Policies toward capital punishment in the United States in 1988 are confused, ambivalent and unstable. We wish to see episodes like the Willie Darden execution this week in Florida after 14 years on Death Row and six stays as a landmark in execution policy, but a landmark leading where? The conventional wisdom that the United States is easing toward a policy of regularly executing prisoners is not borne out by statistics.
The box score on 1987, for example, can be read as evidence that executions are becoming more widespread in the United States, or as an indication that they have leveled off. Those who regard last year as a step toward executions as normal criminal-punishment policy point to the total number of persons put to death. There were 25 executions last year, the largest total in more than a quarter-century. So the trend is up.
Or is it? Even this total figure, however, is not simple to interpret. The national total of 25 executions in 1987 exceeded those in 1984 by four. Twenty-five executions are about one for every 800 criminal homicides in the United States, perhaps one execution for every 500 criminal-homicide convictions. And because the number of prisoners on Death Row has been increasing, the rate of executions last year was a smaller proportion of those condemned than in 1984. Four years ago 21 of 1,209 prisoners awaiting execution at the start of the year were put to death--a tiny 1.7% of the total. Last year 25 of 1,781 died--an even tinier 1.4%. Such are the new mathematics of capital punishment.
One reason for the minuscule rate of executions in the United States is the fact that only a few states are executing. The death penalty is legal policy in 70% of the states, but executions have been carried out in less than a third of them.
Last year's statistics show an even greater concentration among a few states. In 1987 Louisiana, Texas and Georgia executed 19 of the 25 persons who died nationwide, or 76% of the total. Texas and Louisiana alone accounted for more than half the total. This is a rather peculiar concentration for what observers have been calling a nationwide trend.
The concentration of executions in a narrow band of Southern states has actually increased recently. From 1982 through 1985 at least one new state started executing prisoners each year--the pattern that we would expect if capital punishment were becoming more widespread. But no new state joined the ranks of those executing in either 1986 or 1987. The base stopped broadening.
The career of the death penalty in the U.S. Supreme Court last year also revealed contradictory trends. On the one hand, the court has consistently turned back challenges to the legality of state systems of capital punishment. A decision last year refused to stop executions on the ground that those convicted of killing whites are far more likely to receive death sentences than those who kill blacks. This issue was widely regarded as one of the last major roadblocks to sharp rises in executions.
Yet the comfortable court majorities with which the justices used to turn back challenges to capital punishment seem to have disappeared. Throughout the early 1980s the standard division on the court had been 7 to 2 in favor of capital punishment, with Justices William J. Brennan Jr. and Thurgood Marshall the lonely and predictable dissenters. Last term the court found itself more closely divided, with the important cases decided by 5-4 majorities.

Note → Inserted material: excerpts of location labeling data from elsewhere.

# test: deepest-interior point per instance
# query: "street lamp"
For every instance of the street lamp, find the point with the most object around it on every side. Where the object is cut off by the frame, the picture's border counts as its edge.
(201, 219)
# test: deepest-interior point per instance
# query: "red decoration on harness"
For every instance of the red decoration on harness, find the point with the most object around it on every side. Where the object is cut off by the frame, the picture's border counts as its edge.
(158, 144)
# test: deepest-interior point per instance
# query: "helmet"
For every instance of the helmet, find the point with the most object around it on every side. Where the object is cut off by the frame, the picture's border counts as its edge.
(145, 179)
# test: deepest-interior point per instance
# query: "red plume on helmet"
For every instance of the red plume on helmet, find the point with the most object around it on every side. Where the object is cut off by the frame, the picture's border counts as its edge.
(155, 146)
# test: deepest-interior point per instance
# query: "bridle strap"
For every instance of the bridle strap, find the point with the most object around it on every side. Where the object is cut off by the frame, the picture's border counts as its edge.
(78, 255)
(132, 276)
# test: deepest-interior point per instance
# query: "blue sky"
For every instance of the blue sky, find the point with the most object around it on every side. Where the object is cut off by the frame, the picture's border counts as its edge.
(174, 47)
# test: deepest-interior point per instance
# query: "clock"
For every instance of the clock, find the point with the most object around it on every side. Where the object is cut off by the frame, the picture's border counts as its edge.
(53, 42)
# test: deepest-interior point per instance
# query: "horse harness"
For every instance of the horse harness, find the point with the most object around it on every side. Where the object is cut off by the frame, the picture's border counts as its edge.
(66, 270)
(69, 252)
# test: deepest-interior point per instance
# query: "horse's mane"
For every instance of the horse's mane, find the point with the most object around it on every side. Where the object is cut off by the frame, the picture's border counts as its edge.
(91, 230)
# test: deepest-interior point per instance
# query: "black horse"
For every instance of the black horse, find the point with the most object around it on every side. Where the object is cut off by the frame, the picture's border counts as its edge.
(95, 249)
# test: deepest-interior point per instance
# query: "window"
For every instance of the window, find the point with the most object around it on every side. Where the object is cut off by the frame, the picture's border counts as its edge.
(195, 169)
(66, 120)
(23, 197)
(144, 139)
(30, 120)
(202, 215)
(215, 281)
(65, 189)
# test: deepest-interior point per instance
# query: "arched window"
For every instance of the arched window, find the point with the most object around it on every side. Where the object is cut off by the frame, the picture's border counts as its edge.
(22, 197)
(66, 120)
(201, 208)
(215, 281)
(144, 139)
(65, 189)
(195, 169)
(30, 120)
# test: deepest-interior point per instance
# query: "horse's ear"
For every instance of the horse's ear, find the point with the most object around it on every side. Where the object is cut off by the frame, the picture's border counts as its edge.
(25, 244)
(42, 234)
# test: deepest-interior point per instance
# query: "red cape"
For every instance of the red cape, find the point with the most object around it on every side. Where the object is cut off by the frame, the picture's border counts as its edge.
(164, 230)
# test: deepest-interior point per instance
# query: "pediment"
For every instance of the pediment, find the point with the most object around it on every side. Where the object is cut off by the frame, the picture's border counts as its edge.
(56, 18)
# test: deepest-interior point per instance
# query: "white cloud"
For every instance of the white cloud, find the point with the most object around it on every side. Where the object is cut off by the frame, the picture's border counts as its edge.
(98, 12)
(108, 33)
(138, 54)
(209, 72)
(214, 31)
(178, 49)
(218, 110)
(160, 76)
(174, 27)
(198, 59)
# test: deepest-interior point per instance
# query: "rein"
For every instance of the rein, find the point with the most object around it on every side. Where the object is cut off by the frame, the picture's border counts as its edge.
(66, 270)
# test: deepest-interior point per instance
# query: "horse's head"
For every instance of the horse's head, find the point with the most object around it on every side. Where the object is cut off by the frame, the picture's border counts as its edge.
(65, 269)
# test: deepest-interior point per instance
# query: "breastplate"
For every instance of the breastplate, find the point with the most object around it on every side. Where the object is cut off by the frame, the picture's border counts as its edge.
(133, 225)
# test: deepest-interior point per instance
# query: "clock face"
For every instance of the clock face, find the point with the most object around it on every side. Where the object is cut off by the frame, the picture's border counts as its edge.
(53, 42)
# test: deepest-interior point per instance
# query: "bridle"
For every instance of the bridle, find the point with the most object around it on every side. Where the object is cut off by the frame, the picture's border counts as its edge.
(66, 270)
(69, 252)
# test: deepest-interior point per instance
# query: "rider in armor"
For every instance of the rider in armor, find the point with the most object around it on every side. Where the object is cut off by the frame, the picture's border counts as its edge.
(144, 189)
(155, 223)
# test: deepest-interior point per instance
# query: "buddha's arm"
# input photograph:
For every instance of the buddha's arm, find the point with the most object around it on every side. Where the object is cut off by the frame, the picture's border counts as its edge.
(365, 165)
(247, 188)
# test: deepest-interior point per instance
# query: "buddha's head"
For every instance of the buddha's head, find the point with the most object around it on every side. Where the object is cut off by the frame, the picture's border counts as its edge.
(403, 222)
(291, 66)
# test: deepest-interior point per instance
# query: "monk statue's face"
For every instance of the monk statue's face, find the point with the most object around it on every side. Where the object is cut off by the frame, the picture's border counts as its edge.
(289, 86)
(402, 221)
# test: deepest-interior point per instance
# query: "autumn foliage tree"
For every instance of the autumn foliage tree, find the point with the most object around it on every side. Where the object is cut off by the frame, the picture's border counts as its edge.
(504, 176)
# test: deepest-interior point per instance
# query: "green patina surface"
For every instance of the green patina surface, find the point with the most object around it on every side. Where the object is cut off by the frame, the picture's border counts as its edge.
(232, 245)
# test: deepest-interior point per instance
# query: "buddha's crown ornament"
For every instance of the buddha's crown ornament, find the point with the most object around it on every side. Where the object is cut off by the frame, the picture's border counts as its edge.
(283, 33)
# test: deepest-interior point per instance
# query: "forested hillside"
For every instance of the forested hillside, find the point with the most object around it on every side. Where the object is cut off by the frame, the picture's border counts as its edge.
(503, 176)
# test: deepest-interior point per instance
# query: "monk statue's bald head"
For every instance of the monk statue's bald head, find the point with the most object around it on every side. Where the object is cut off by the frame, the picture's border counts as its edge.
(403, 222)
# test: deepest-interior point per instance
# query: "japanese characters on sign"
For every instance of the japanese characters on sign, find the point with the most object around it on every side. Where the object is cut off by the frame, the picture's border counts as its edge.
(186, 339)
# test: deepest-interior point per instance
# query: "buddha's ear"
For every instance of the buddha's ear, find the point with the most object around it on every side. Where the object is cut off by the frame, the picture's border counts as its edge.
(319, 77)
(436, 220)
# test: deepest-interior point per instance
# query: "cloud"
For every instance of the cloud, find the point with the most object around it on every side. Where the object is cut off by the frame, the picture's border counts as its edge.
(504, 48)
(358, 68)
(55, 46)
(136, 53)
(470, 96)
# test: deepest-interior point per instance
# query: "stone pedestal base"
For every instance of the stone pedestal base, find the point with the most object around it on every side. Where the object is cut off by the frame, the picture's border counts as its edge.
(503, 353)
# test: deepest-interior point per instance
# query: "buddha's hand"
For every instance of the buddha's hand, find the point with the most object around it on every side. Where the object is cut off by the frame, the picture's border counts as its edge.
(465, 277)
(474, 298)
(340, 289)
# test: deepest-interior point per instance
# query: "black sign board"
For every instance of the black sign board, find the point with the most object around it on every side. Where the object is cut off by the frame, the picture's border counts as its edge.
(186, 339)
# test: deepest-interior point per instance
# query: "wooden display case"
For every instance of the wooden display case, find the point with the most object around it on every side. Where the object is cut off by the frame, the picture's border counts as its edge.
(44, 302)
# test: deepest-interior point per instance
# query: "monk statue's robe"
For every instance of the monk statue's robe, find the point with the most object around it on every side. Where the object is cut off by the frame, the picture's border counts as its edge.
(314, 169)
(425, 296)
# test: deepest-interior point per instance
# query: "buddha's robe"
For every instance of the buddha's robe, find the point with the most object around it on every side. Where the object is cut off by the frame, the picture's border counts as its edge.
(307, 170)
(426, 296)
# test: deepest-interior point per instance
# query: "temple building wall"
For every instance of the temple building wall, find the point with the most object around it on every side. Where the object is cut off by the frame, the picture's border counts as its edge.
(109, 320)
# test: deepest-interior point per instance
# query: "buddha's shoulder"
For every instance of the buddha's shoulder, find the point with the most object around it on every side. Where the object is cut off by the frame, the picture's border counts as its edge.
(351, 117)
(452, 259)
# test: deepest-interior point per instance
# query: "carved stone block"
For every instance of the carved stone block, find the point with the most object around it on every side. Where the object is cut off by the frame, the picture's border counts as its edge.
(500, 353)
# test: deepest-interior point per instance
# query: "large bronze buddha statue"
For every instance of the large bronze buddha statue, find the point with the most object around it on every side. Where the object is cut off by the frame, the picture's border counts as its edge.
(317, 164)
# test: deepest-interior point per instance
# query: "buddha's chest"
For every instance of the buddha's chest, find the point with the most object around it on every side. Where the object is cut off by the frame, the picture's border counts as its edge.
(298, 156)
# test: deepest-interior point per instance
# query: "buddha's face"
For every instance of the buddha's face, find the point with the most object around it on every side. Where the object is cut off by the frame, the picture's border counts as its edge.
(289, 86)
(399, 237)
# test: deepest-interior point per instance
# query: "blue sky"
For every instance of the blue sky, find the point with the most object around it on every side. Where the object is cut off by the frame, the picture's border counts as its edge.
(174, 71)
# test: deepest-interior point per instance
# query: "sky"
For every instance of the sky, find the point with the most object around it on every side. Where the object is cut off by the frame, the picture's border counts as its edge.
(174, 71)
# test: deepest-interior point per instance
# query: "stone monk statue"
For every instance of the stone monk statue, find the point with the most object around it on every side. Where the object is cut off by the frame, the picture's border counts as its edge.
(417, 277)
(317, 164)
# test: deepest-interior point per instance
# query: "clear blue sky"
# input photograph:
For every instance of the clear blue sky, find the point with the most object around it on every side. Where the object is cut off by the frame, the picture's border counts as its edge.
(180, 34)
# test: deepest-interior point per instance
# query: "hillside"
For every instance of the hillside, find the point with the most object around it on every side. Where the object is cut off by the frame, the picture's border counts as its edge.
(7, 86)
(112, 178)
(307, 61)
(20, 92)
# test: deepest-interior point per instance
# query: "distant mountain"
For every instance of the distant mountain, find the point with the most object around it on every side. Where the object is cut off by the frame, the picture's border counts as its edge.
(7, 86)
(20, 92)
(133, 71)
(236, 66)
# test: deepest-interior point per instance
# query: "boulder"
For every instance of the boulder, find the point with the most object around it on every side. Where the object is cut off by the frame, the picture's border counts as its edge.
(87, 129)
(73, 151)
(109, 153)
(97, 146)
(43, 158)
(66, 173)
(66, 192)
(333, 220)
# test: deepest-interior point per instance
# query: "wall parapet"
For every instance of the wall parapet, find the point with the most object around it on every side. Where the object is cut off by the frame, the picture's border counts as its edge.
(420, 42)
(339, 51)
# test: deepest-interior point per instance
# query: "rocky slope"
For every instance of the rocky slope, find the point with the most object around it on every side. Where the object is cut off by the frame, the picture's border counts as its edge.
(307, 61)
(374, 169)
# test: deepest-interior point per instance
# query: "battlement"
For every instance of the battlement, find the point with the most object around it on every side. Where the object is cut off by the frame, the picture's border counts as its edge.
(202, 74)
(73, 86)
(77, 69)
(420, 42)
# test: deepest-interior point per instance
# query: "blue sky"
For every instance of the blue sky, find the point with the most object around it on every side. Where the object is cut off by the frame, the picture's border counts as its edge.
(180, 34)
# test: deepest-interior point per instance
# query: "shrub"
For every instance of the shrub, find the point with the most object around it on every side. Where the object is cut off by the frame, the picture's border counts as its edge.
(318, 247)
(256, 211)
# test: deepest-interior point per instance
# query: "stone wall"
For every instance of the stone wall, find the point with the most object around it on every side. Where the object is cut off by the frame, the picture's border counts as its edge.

This barest majority might be an insufficient institutional foundation on which to legitimize a practice as divisive as the execution of prisoners.
Where are we headed? Observers have been predicting sharp increases in executions for more than a decade--what the anti-capital punishment forces call "the blood bath." With more than 2,000 prisoners on Death Row in the United States and no indications of effective political opposition to executions, 1988 may become the year of the breakout in execution policy. Or maybe it will be 1989.
But maybe not. The dam has not yet broken despite the pressure toward executions in many states. And behind the current logjam on Death Row lies a profound ambivalence, a mood that may produce policy surprises in the near future. Few expected the statistical stalemate on executions to last this long. No one really knows what will happen next.
Fifty years from now the trends and countertrends of the 1980s will be seen as part of the lurching struggle of a federal system toward the abolition of capital punishment. It seems beyond doubt that the United States will join all the other Western democracies in abandoning the death penalty in the long run. It is in the short run, however, that policy choices of life-and-death importance must be made. And, in that short run, policy toward executions may prove as unpredictable as it has been incoherent.